MemeStreams | MemeStreams Discussion

Create an Account

This page contains all of the posts and discussion on MemeStreams referencing the following web page: XML.com: Working with Bayesian Categorizers [Nov. 19, 2003]. You can find discussions on MemeStreams as you surf the web, even if you aren't a MemeStreams member, using the Threads Bookmarklet.

XML.com: Working with Bayesian Categorizers [Nov. 19, 2003]
by eiron at 12:41 am EST, Dec 6, 2003

] There's been some discussion in the blog world about
] using a Bayesian categorizer to enable a person to
] discriminate along various interest/non-interest axes. I
] took a run at this recently and, although my experiments
] haven't been wildly successful, I want to report them
] because I think the idea may have merit.

It seems like a nice idea, but it doesn't this approach probably wouldn't work well with blogs. Spam may be easily classified by bayesian filters. The content of two blog entries, however, could easily contain many common keywords, yet provide significantly different levels of interest to the reader.

Also, if you're going to go through the trouble of structuring a set of articles in a way that they could be parsed by some filter, effectively restricting the article database to a single system, one might as well be using Memestreams, at least in its methods. I believe the results would be more worthwhile.
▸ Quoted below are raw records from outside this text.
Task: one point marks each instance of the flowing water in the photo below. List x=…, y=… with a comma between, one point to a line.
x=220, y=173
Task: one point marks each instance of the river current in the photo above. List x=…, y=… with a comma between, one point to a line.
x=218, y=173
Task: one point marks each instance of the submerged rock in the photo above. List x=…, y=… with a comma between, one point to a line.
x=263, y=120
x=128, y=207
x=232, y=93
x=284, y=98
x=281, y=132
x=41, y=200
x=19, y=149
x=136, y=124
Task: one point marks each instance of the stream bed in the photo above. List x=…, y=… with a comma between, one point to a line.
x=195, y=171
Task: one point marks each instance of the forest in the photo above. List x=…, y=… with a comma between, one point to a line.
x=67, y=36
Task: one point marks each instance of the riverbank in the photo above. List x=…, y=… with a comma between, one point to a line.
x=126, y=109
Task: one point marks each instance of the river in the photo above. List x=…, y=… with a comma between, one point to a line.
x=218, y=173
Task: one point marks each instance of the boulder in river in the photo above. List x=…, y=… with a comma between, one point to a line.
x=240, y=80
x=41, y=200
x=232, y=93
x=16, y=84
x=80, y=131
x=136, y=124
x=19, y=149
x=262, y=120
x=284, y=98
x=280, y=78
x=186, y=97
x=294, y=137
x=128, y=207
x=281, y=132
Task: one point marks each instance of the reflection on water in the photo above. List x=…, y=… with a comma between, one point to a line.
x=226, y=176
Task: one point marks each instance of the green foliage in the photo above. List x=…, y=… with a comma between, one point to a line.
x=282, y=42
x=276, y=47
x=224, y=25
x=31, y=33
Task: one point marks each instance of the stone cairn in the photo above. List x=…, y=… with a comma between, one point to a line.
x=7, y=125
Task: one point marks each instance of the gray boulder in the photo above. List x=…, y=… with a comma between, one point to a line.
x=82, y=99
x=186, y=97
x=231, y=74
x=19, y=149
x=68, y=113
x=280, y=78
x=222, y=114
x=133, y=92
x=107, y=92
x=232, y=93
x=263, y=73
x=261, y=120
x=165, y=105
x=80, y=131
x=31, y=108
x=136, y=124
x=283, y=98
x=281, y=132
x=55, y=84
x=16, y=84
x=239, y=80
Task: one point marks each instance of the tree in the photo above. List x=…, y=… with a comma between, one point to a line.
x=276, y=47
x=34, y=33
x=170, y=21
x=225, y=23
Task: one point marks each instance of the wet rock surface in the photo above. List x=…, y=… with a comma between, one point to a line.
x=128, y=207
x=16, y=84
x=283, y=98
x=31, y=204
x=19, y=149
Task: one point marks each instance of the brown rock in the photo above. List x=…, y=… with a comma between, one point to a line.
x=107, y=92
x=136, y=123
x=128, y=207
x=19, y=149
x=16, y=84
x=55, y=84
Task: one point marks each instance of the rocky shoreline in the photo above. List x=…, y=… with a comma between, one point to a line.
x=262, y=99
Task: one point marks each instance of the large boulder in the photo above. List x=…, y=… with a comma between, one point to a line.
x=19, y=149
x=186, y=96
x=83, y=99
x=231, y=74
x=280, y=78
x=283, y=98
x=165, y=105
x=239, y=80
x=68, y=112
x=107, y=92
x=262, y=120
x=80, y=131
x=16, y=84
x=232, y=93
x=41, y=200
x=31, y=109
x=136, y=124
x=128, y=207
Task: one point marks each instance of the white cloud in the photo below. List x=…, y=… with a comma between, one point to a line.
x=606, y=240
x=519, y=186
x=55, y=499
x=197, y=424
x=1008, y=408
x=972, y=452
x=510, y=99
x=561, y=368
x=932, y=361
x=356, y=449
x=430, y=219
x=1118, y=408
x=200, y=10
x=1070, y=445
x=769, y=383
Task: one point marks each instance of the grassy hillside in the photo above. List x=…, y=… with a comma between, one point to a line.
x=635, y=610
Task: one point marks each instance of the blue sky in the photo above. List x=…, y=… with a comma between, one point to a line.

RE: XML.com: Working with Bayesian Categorizers [Nov. 19, 2003]
by Decius at 4:13 pm EST, Dec 6, 2003

eiron wrote:
] It seems like a nice idea, but it doesn't this approach
] probably wouldn't work well with blogs. Spam may be easily
] classified by bayesian filters. The content of two blog
] entries, however, could easily contain many common keywords,
] yet provide significantly different levels of interest to the
] reader.

I agree... However, thanks for recommending the article. These perl libraries are useful for something else: Figuring out when articles on MemeStreams are associated with the same subject...